Avouons-le, il nous a fallu attendre de revoir Welfare à la télévision pour prendre la mesure d’un travail que l’espace, la sonorisation, la lumière volontairement plate de la scène et de la salle, écrasent. Pourtant, dès la première, on pouvait prendre la mesure d’un grand travail de la metteuse en scène Julie Deliquet et du groupe de comédiennes et comédiens engagés sur le plateau immense de la cour d’Honneur du Palais des papes.
La misère, la vulnérabilité n’ont pas d’âge. Le théâtre s’est toujours préoccupé des êtres qui sont assignés à la marge des sociétés. Ceux qui demeurent en rade, ceux qui décrochent, ceux qui souffrent encore plus que chacun souffre, dans cette vallée de larmes. On peut rejouer Les Bas-Fonds, et l’on reconnaît chaque personnage, au pur présent de l’indicatif.
Le film Welfare, plongée dans un bureau d’aide sociale de l’orée des années 70, à New York, laisse entendre les voix des demandeurs, hommes et femmes, et de ceux qui tentent de les aider en puisant dans les dispositifs qui existent. Cinquante ans nous séparent de celles et ceux que l’on apprend à connaître, au long d’une représentation 2h30.

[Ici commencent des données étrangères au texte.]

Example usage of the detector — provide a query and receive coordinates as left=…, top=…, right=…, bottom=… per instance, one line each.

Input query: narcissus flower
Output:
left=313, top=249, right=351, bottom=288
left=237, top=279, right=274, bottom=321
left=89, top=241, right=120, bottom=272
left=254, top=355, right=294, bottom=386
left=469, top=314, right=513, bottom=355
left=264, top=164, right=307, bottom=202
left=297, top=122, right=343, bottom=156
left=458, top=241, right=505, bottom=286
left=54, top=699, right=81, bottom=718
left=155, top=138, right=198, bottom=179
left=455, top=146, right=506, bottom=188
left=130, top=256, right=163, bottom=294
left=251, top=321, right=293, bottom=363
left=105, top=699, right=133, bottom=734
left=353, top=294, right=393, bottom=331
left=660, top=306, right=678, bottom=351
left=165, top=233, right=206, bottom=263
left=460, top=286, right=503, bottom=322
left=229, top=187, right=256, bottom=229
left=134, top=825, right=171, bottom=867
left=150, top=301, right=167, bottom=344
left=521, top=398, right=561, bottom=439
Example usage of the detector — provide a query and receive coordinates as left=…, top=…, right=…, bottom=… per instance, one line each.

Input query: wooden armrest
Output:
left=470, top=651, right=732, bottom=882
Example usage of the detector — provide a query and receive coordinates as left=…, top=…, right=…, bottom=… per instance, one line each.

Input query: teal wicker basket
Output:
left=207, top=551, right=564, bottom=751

C’était un pari risqué. Une demande du documentariste lui-même, Frederick Wiseman. Grand cinéaste et amateur de théâtre. Il y signe même de rares mises en scène. Ce qui faisait peur, c’était la cour d’Honneur. A la Fabrica, on aurait été plus proche et Julie Deliquet n’aurait pas eu besoin de faire oublier la splendeur du palais. Elle tente de l’effacer en choisissant un bain de lumière plate pour le plateau comme pour la salle. Elle tente de suggérer un lieu à part en multipliant de petites cellules fermées par des draps blancs que les interprètes font disparaître tandis que pénètre le public. Les derniers arrivés en ignoreront tout.
On imagine sans mal un grand gymnase, avec ses marques au sol et son panier de basquet, des agrès, des matelas de gymnastique, etc…et quelques gradins sur un côté. Certains « personnages » peuvent même faire quelques paniers en attendant que l’action se dessine.
L’élément essentiel du film, ce sont des bureaux, des plans serrés, des visages, des regards. Il y a de l’espace, des gens qui attendent, assis sur des chaises, qu’on les appelle. Il y a même du vide dans cette agence d’aide de New York et des enfants qui jouent.
On aura l’occasion de parler plus précisément de ce travail de transposition, signé par Julie Deliquet et ses collaboratrices habituelles, Julie André, Florence Seyvos, d’après la traduction de Marie-Pierre Duhamel Muller.
Quinze comédiennes et comédiens incarnent les êtres d’autrefois. L’orée des années 70 aux Etats-Unis. La pauvreté, d’où qu’on vienne et que l’on soit noir, latino, petit blanc, jeune ou vieux. Les interprètes sont remarquables. Saluons Julie André, Astrid Bayiha, Eric Charon, Salif Cissé, Aleksandra de Cizancourt, Evelyne Didi, Olivier Faliez, Vincent Garranger, Zakariya Gouram, Nama Keita, Mexianu Medenou, Marie Payen, Agnès Ramy, David Seigneur, Thibault Perriard. Ce dernier signe également la musique et joue.
Avouons qu’Evelyne Didi nous amuse et nous bouleverse particulièrement, elle qui a un si grand passé de théâtre, que l’on a applaudie dans cette même cour, embarquée dans un spectacle de Marthaler… Elle est merveilleuse. Mais ici, chacun défend magistralement son personnage et ce qui est touchant, que montrait le film de Wiseman, c’est la bienveillance de ceux et celles qui écoutent, tentent de faire comprendre les rouages de l’aide. A la fin, l’une d’entre eux va craquer avec des accents que l’on croirait d’aujourd’hui même.
Mais soyons sincères, le jeu des micros prive les spectateurs du fait tellement simple de savoir qui parle. Voir Welfare à la télévision, filmé par Gildas Leroux et ses équipes, rend justice aux interprètes…
Cour d’Honneur, jusqu’au 14 juillet. Relâche le dimanche 9. Durée : 2h30. Au TGP Saint-Denis du 27 septembre au 15 octobre. Le film de Frederick Wiseman est sorti en version restaurée cette semaine.